Opinion: A silly season of politics to come
Free Press Weekly Opinion Columnist
Among the silliest things that will occur during the upcoming silly season of politics here in Mesa County is Coroner Dean Havlik’s defection from the Democrat party.
The quiet functioning of the Coroner’s Office has become the latest political battleground. Realizing that in a contested election a Democrat will not likely win, Coroner Dean chose the logical path to re-election and became a Republican. In local circles, that clearly labels him a RINO and will not result in a positive election outcome. At this early point in the campaign, it is hard to determine if this race is one of ideology or a business dispute among previous business partners.
Given the fact that our local government is dominated by Republican fiscal conservatives, and since it is widely known that those types can run an economy better than a liberal Democrat, why is our economy so anemic?
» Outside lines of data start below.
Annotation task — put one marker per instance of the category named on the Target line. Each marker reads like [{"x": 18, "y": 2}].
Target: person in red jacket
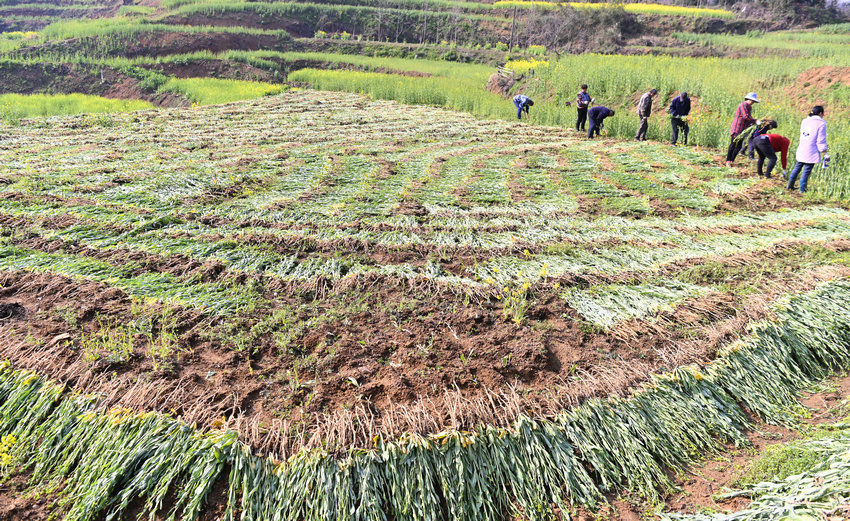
[{"x": 767, "y": 145}]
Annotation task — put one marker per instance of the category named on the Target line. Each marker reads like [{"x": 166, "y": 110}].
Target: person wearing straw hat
[
  {"x": 644, "y": 111},
  {"x": 597, "y": 116},
  {"x": 522, "y": 103},
  {"x": 811, "y": 148},
  {"x": 583, "y": 102},
  {"x": 743, "y": 120}
]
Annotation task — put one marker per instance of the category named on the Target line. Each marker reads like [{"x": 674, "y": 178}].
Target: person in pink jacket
[{"x": 811, "y": 148}]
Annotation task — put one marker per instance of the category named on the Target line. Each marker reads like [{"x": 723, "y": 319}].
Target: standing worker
[
  {"x": 522, "y": 102},
  {"x": 743, "y": 120},
  {"x": 583, "y": 101},
  {"x": 597, "y": 115},
  {"x": 679, "y": 110},
  {"x": 644, "y": 111},
  {"x": 812, "y": 148},
  {"x": 767, "y": 145}
]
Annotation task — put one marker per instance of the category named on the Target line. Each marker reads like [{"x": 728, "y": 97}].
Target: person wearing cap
[
  {"x": 679, "y": 109},
  {"x": 811, "y": 148},
  {"x": 583, "y": 101},
  {"x": 767, "y": 145},
  {"x": 597, "y": 115},
  {"x": 644, "y": 111},
  {"x": 522, "y": 102},
  {"x": 743, "y": 120}
]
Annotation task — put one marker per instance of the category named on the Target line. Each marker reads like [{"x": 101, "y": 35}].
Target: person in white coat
[{"x": 811, "y": 148}]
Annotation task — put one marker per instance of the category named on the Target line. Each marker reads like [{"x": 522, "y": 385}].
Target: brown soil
[
  {"x": 249, "y": 19},
  {"x": 807, "y": 90},
  {"x": 68, "y": 78},
  {"x": 406, "y": 357},
  {"x": 718, "y": 474}
]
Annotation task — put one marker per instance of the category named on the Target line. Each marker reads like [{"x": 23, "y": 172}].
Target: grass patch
[
  {"x": 17, "y": 106},
  {"x": 212, "y": 91}
]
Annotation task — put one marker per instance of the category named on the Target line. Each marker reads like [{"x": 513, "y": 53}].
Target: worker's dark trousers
[
  {"x": 644, "y": 125},
  {"x": 595, "y": 127},
  {"x": 581, "y": 119},
  {"x": 518, "y": 110},
  {"x": 734, "y": 149},
  {"x": 765, "y": 150},
  {"x": 676, "y": 123}
]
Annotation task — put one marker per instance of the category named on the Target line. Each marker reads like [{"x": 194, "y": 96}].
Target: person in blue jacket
[
  {"x": 596, "y": 116},
  {"x": 522, "y": 102},
  {"x": 679, "y": 110}
]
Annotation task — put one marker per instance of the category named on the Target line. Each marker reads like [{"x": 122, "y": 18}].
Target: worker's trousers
[
  {"x": 642, "y": 128},
  {"x": 518, "y": 109},
  {"x": 595, "y": 128},
  {"x": 734, "y": 149},
  {"x": 804, "y": 170},
  {"x": 678, "y": 123}
]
First, these folks who are always first on the bandwagon to point out others who blame others for their failures will blame the Denver liberals. They will blame oil and gas regulations they claim stifle local energy development. They will point to regulation that suffocates small business. They will point the finger everywhere except at themselves and their like-minded colleagues. They will do this while figuratively pointing their middle finger at any and all who fail to agree with them and then bemoan the lack of assistance received.
They fail, even when industry insiders verify it, that reduction in local rigs and exploration has more to do with the value of natural gas than any other factor. Energy companies are not going to extract a product from our Western Slope soils that has less value than the cost of extraction, a cost that exceeds the value of the product even before the cost of regulation is calculated. Energy companies are opportunists and rush to the next great spot for cheap and easy extraction. Just as they have abandoned the Western Slope (on more than one occasion), they will soon abandon the current hot spots and leave another local economy in tatters. Ideally all restrictive regulations for energy development should be removed and then their local cheerleaders would have to explain why energy companies did not rush back to the area. The irony would be just too wonderful.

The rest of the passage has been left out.